The Death of France – The Secret Report Macron Is Hiding

It’s a typical afternoon in Saint-Denis, the narrow streets packed with people whose faces you cannot see. The women move in niqab, shapes without features, eyes that do not meet yours. The shop signs are in Arabic, the smell of cumin and lamb fat rises from every doorway, thick and permanent, as if the street itself has been marinated in another world. From three directions at once, the call to prayer cuts through the air. Al-lahu Akbar. God is great. Come to prayer. Come to salvation.

Even the French police do not enter without backup. Ambulances request escorts before responding to calls. In the lost territories of Marseille, law enforcement officers disguise themselves as Muslims before making arrests. France’s own intelligence service has mapped 150 such districts across the country. A former senior official of French foreign intelligence put it in numbers: these enclaves exist in 859 cities, and four million people — six percent of France’s entire population — live inside them.

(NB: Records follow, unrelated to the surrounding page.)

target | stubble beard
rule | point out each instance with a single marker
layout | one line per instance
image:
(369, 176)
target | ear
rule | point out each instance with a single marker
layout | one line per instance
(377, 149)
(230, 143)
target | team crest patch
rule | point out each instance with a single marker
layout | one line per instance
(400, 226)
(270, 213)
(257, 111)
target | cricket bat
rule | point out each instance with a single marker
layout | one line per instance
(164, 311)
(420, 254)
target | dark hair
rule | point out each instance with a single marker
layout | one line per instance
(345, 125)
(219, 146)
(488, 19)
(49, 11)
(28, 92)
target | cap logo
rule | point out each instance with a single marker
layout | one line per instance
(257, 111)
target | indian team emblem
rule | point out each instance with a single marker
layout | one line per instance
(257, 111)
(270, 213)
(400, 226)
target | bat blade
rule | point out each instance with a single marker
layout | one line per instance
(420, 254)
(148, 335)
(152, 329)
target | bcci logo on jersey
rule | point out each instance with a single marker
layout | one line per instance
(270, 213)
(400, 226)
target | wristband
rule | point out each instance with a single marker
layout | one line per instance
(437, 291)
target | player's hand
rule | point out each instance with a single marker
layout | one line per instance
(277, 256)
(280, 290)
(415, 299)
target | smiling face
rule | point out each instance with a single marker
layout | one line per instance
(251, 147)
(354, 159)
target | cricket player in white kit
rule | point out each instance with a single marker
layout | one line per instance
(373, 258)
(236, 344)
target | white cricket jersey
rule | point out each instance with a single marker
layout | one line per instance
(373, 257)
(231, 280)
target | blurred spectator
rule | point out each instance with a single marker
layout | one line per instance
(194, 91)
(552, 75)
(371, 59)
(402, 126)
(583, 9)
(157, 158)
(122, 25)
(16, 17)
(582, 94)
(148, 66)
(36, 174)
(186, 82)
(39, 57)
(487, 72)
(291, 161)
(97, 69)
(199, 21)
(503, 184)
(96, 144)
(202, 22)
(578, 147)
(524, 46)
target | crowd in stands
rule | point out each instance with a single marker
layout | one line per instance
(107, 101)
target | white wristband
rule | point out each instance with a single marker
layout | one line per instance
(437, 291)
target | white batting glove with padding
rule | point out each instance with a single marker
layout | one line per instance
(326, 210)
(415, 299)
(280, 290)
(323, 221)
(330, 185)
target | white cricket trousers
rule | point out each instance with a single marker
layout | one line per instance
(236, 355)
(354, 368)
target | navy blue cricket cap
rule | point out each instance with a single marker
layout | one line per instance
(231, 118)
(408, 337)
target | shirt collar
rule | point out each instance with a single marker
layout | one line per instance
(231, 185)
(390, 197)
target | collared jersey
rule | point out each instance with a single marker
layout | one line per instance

There was a time when Paris was the most romantic city in the world. You could stop on the banks of the Seine at dusk, buy a baguette and a bottle of wine from the corner shop, sit on the stone steps above the water, and feel, without irony, that life was generous, and civilization was real. The light on the river. The smell of bread. The sound of French — that particular music of a language that assumes beauty is worth the effort.

That Paris is gone. This is the story of how it fell. This is the story of the fall of France.

In April 2024, a classified document landed on Emmanuel Macron’s desk. Seventy-three pages, stamped Secret Défense. The document had one purpose: to answer the question that French politicians had been avoiding for twenty years. What is actually happening to this country — and who is making it happen. Macron read it and locked it in a drawer.

For months, the report sat classified and untouched while the streets of Saint-Denis continued to empty of French faces, while the mosques of Marseille continued to fill, while the call to prayer continued to replace the sound of French in neighborhoods that were, on every map, still France. The president of the Republic knew the answer. He chose not to share it.

Then it leaked. In May 2025, Le Figaro obtained the full document and published it. It was a detailed, deliberate, patient, funded, and coordinated plan across borders. A plan to take over France, not by force, but from the inside. Neighborhood by neighborhood, school by school, sports club by sports club. The name of the document, “Frères Musulmans et Islamisme Politique en France,” – The Muslim Brotherhood and Political Islam in France.

This is the plan, detailed, Stage by stage, neighborhood by neighborhood, for the Islamic conquest of France by the Muslim Brotherhood:

Stage One: The Prey.

Every conquest begins by choosing the right target, and the Muslim Brotherhood chose with surgical precision to start with the poor, the forgotten, the people who feel angry and lost. The playbook is elegant in its simplicity; you do not approach it with a Quran. You approach with a job offer. You offer a sense of community and belonging. A Brotherhood-affiliated temp agency calls back when no one else does. A community sports club gives people somewhere to be on Thursday nights. A personal development workshop, run by a soft-spoken man who quotes the Prophet between practical advice about CV writing, makes lost people feel cared for, for the first time, that someone sees them.

By the time the religious identity arrives, and it always arrives, the young man is already inside the ecosystem. The mosque is not a recruitment center; it is a homecoming. He does not feel he has been converted; he feels he has been found. And the man who found him now has something that no government program, no integration policy, and no French republican value has ever managed to give him: he has his complete and total devotion.